Dirty Shutdown Recovery
Section titled “Dirty Shutdown Recovery”When your server starts, it should detect whether the previous run exited cleanly.
A simple approach:
- At startup, create a file (e.g.,
server.lockorrunning.flag) - At clean shutdown, delete the file
- At next startup, check if the file exists. If it does, the previous run did not shut down cleanly.
When a dirty shutdown is detected:
- Log a warning: “Previous server session did not shut down cleanly.”
- Validate the save file before loading (check for truncation, version header, integrity)
- If the save is corrupted, attempt to load a backup
- Report what happened so the admin knows the state
Memory Management
Section titled “Memory Management”Game servers that run for days or weeks are susceptible to memory leaks. A slow leak that consumes an extra 100MB per hour may crash the server in a few days as it runs out of RAM.
- Set memory limits. If the hosting platform sets a memory limit (via cgroup or container config), your server should respect it. Running past the limit results in the OS killing the process (OOM killer), which is an ungraceful termination.
- Monitor memory usage internally. Log memory usage periodically in development. If you notice growth over time, investigate.

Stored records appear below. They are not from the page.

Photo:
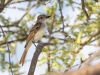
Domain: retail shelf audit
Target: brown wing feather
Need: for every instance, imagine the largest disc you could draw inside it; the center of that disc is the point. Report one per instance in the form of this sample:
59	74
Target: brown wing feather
33	31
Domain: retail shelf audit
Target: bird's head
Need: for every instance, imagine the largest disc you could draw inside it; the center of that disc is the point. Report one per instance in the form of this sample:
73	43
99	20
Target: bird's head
42	18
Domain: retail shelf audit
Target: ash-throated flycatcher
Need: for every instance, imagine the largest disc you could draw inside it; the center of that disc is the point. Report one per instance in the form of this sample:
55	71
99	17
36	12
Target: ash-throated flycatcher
36	33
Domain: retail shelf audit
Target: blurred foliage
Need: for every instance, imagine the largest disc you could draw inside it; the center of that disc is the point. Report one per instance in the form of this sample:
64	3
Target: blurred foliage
63	54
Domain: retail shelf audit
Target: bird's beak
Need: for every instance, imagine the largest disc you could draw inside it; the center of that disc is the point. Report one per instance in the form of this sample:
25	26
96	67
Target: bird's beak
47	16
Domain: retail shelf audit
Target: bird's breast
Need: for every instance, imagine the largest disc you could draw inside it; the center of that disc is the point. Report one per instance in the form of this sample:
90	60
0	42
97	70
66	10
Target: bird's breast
40	33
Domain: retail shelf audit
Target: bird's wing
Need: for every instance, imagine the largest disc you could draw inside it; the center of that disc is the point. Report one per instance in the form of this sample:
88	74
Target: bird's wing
33	31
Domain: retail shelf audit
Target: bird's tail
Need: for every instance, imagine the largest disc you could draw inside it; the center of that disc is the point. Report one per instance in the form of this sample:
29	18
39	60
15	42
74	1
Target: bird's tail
24	53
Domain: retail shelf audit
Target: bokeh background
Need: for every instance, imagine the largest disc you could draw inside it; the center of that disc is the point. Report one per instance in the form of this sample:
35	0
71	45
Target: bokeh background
72	44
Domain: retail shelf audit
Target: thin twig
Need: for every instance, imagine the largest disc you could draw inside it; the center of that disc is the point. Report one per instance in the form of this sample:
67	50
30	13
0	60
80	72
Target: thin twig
50	32
60	9
8	50
83	7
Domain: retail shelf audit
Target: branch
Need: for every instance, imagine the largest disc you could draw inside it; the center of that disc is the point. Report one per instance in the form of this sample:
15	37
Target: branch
83	7
35	57
8	49
2	43
61	14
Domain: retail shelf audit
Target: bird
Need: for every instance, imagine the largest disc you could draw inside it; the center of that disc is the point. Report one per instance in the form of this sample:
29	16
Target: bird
35	34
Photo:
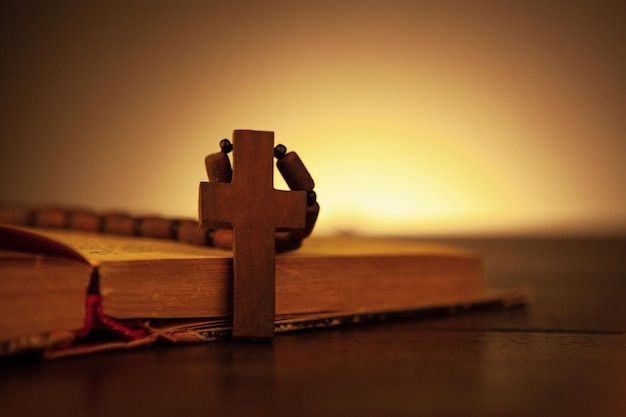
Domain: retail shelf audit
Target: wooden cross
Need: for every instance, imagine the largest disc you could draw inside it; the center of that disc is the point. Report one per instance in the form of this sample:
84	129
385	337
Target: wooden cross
254	210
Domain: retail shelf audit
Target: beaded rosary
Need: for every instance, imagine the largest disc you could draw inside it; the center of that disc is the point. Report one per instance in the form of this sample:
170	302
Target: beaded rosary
219	169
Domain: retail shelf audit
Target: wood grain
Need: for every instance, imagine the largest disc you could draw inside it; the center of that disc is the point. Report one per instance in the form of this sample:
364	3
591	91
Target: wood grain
563	356
254	210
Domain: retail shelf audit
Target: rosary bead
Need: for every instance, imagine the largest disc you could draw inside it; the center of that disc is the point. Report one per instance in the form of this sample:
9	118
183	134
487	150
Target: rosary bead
226	146
218	167
118	224
280	151
295	173
155	227
83	220
188	231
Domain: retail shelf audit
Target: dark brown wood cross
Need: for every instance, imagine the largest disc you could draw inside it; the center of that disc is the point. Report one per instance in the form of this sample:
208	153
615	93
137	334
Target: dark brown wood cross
254	210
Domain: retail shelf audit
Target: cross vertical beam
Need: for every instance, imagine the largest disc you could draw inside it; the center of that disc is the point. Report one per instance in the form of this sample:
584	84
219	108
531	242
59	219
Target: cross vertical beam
254	210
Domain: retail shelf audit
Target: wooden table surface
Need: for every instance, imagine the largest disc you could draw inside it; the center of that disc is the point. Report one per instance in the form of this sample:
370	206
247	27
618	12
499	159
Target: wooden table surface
563	355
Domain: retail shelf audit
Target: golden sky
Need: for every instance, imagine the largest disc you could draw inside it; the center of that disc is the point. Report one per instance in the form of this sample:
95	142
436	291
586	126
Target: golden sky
414	117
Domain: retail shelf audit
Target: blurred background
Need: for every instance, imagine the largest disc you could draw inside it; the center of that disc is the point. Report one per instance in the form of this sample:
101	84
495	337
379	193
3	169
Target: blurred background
414	117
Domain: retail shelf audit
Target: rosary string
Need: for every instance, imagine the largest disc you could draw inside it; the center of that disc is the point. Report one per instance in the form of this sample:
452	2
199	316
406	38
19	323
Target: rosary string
181	229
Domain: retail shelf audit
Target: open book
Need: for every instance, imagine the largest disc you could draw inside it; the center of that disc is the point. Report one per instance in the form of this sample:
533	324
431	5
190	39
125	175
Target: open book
59	287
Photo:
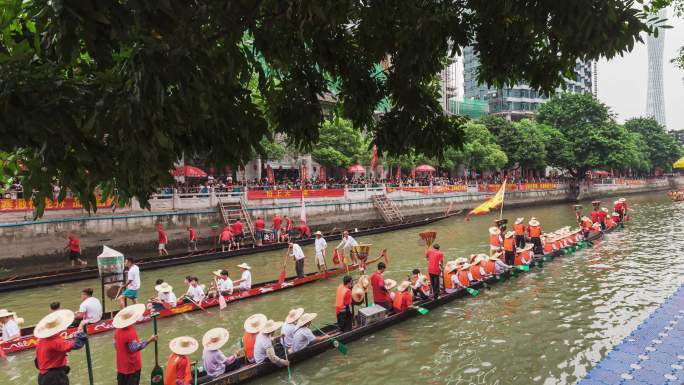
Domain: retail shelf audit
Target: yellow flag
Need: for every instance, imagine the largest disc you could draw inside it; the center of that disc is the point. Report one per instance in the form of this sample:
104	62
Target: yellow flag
490	204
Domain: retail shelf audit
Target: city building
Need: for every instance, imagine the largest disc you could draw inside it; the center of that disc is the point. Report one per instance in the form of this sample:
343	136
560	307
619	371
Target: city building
519	101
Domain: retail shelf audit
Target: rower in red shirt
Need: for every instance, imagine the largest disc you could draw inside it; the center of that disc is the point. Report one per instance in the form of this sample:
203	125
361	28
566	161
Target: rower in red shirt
52	348
435	260
128	345
380	294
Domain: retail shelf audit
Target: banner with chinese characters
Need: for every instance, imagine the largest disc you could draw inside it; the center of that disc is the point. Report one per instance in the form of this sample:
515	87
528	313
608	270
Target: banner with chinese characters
7	205
294	194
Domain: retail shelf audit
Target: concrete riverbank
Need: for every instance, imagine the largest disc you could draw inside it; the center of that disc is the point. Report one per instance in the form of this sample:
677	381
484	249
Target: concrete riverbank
132	229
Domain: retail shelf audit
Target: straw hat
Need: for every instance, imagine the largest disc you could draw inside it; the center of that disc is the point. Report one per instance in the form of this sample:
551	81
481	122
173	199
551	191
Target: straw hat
270	326
184	345
254	323
215	338
128	316
54	323
390	284
294	315
306	318
163	288
358	293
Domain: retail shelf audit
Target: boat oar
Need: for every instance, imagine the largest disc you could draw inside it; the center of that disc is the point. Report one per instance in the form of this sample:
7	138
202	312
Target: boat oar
157	375
342	348
89	362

- Test with long-running sessions. Don’t just test for 30 minutes. Run your server for 24-48 hours under load and check memory usage.

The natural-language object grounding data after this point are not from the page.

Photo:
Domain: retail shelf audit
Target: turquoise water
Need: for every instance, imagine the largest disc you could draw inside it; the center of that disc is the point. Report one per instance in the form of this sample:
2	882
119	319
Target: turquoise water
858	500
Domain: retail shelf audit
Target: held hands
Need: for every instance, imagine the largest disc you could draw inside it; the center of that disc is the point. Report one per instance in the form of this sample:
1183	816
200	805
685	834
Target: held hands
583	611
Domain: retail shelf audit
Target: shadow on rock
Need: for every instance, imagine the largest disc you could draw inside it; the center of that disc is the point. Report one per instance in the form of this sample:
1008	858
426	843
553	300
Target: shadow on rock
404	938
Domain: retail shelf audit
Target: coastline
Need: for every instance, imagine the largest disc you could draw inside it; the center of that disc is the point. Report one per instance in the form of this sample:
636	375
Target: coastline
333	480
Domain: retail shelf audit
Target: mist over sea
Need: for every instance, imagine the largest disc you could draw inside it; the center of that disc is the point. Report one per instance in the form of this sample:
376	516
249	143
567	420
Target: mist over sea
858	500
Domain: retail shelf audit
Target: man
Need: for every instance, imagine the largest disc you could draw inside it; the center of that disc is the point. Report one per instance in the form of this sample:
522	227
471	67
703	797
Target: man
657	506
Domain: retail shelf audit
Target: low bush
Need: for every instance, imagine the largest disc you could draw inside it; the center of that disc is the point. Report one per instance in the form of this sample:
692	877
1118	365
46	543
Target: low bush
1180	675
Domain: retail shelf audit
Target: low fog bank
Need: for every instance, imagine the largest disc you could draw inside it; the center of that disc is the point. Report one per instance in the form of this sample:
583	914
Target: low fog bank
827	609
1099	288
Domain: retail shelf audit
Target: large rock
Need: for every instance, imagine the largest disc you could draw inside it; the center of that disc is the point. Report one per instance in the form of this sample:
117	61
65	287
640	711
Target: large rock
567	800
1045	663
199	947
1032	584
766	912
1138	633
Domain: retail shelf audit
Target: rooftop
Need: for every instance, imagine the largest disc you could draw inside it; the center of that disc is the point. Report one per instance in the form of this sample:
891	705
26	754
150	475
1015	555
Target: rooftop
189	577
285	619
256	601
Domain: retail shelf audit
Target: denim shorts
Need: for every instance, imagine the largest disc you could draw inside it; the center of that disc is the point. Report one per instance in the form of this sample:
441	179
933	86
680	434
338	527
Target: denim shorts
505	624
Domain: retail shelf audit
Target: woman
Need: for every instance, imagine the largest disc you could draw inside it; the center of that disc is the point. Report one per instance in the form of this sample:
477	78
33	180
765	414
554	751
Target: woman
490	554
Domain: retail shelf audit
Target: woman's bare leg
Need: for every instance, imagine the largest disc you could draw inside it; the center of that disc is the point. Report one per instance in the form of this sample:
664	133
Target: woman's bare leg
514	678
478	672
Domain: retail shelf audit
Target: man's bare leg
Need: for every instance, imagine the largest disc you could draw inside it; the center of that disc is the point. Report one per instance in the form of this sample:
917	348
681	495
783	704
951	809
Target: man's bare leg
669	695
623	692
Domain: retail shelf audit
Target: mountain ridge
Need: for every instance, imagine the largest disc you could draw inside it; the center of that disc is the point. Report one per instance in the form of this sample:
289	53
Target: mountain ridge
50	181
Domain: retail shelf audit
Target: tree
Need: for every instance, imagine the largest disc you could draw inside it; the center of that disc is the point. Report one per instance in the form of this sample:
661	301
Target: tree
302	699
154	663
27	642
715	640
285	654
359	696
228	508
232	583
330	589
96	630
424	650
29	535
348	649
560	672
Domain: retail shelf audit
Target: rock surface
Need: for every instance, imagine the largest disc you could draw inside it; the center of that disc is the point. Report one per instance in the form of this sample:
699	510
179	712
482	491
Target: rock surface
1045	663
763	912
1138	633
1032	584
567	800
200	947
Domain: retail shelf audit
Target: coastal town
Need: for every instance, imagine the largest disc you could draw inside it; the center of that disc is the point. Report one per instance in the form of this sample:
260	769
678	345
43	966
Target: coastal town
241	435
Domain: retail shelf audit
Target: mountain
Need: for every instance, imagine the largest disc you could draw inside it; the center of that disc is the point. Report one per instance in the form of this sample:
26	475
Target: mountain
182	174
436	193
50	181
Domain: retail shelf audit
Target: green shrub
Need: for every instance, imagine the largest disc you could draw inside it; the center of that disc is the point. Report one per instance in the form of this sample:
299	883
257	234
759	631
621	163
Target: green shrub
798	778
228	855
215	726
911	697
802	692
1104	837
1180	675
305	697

When the OS OOM-kills your server, the exit code is typically 137 (SIGKILL). There is no chance to save. The only defense is preventing the situation through memory management and auto-saves.
What Hosting Platforms Do Automatically
Section titled “What Hosting Platforms Do Automatically”Most hosting platforms (including Nodecraft) provide resilience features on top of your server:
- Health monitoring: The platform watches for hung or unresponsive servers
- Backup scheduling: Regular snapshots of the server’s data directory
These features work better when your server cooperates: clean exit codes, predictable save locations, and fast startup times.